The Swain family has lived by the river Shannon, in Faha, County Clare since her grandfather Abraham landed there from England. She discloses to us that it seems “everyone is a long story” and she proceeds to tell us the stories of her grandfather, her father Virgil, and herself – also of her mother, grandmother, some folks around the neighborhood, some literary figures as well as Bible stories, stories of Irish saints and old Irish mythology and folk and fairy tales and even old salmon-boy stories – and then there was the time of 800 years of rain, the stubbornness of the Irish along with the talents of the fair green and wet land’s poets and musicians. But that’s not mentioning Pythagoras who was first a cucumber and later a salmon. (I suspect a number of the stories are grounded in some kind of authenticity.)
So our very brightly creative and supposedly hilarious literature major and wanna-be writer protagonist is stuck in a huge old bed at home reading all manner of fiction and nonfiction due to a rare blood disease. Yes, Dear Reader, it’s “in her blood” And as she lies there she remembers and imagines and talks to a couple friends or her deceased twin, Aeney, while writing her book but, – “I’m not writing a book, I’m writing a river,” she tells a friend. And she digresses some because she’s “… writing a river – and it’s flowing away.”
And we finally get to the story of Ruth’s father who is a rather bumbling intellectual trying to eke a living off a small plot of land and failing miserably. He’s not a farmer or a fixer of things. He’s a thinker, a reader, a story-teller and a poet although no one has seen his poetry because they’re “not ready.” But he swims in the river like a fish and he’s very loving and hopelessly blames himself for everything.
Water, especially rain and rivers, and salmon are hugely important for some reason. “Everything is connected” – by what – water – Ireland? So we should all learn to swim in the heavily referenced literary waters of literature (mostly English?).
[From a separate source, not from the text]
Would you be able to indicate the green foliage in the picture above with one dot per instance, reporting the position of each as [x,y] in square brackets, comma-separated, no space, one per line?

I guess it would probably be helpful for understanding.
“…the heavy waters of literature” because there seems to be nothing which doesn’t remind Ruth of something she’s read – characters in her life are like characters from Dickens (the best).
Generalizations about Irish people and more specifically, the Swain family, abound – Ruth sometimes provides sources for these generalizations from fiction. The metaphors tropes are often related to literature (“as small as a sonnet”), salmon and their activities, fishing in general, water, and sometimes the senses creating a dream-like atmosphere.
The structure consists of a main frame story with lots and lots of digressive nested interior stories – this also adds to the dreaminess. (Actually, I’d call it a sense of being under water, but…)
The language is contemporary English with a bit of Victorian vocabulary complete with “Dear Reader”intrusions in the frame story such as when she says, “And now, Dear Reader, we will take a break from the narrative because I have to travel to Dublin.”
I honestly found most of it rather tedious because there is no general overarching plot- or not much of one. Ruth just keeps telling stories and getting sicker and we get to know the story of her family. And I suppose in the end that’s the point – getting to “know” someone, a family maybe, through their reading and writing.